Disco kids dressed like Donna Summer and Sylvester. The groups challenge each other on the dance floor. A Michael and Janet Jackson-style group emerges from the center as all sides form into a Soul Train line.
- A Basquiat-looking figure works with a bunch of Harlem Renaissance and modern-day post-blackness artists to redo the I AM A MAN graphics displayed from before. And others dressed in all kinds of outfits join them – all kinds of blue-collar and white-collar jobs, clergy, servicemen – and keep adding to the picture. The I AM A MAN text becomes more obscured in graffiti and art elements until it builds the White House, and Obama’s victory speech.

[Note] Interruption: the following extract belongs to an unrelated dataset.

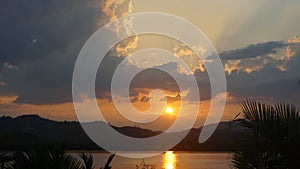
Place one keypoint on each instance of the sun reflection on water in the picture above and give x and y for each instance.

- From another corner, those builders from before are back, but on the African hill. There they’ve built a shuttle. A man and woman in workclothes unzip them to reveal spacesuits. It’s Adam and Eve from before. They put on helmets and are raised on wires to the outer edge of the stadium amid a sea of Sankofa birds – always flying forward, and looking back from time to time so it never forgets where it’s been.